The American Civil Liberties Union (ACLU) of Michigan has filed a case against the investment banker Morgan Stanley, accusing its engagement in racial discrimination by funding unsafe subprime mortgage loans and breaching Fair Housing Act.

The case was filed in the US District Court in New York on behalf of five Detroit residents and Michigan Legal Services, in which the National Consumer Law Center, and Lieff Cabraser Heimann & Bernstein, are also plaintiffs.

The complaints accused the bank that it provided funds to New Century, the subprime lender whose loans were bought, and dictated the terms of the loans according to its will and ultimately purchased for its securitized pools.

Seeking the court to certify the case as a class action, ACLU alleged that the act could have affected 6,000 black homeowners in the Detroit area.

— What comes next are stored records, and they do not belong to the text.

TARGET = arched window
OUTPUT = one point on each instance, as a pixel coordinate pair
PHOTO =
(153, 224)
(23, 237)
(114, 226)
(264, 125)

Lieff Cabraser Heimann & Bernstein partner and co-counsel for the plaintiffs Elizabeth Cabraser said, "The targeting of communities of color for loans that unfairly raises the risk of default and foreclosure is the quintessential ‘reverse-redlining’ outlawed by the Federal Fair Housing Act."

The case also alleges violations of the Equal Credit Opportunity Act, which prohibits discrimination for credit transactions, including consumer loans such as mortgages.

Morgan Stanley rejected the aforesaid allegations and said that the accusations leveled against it was completely without merit and plans to defend the same.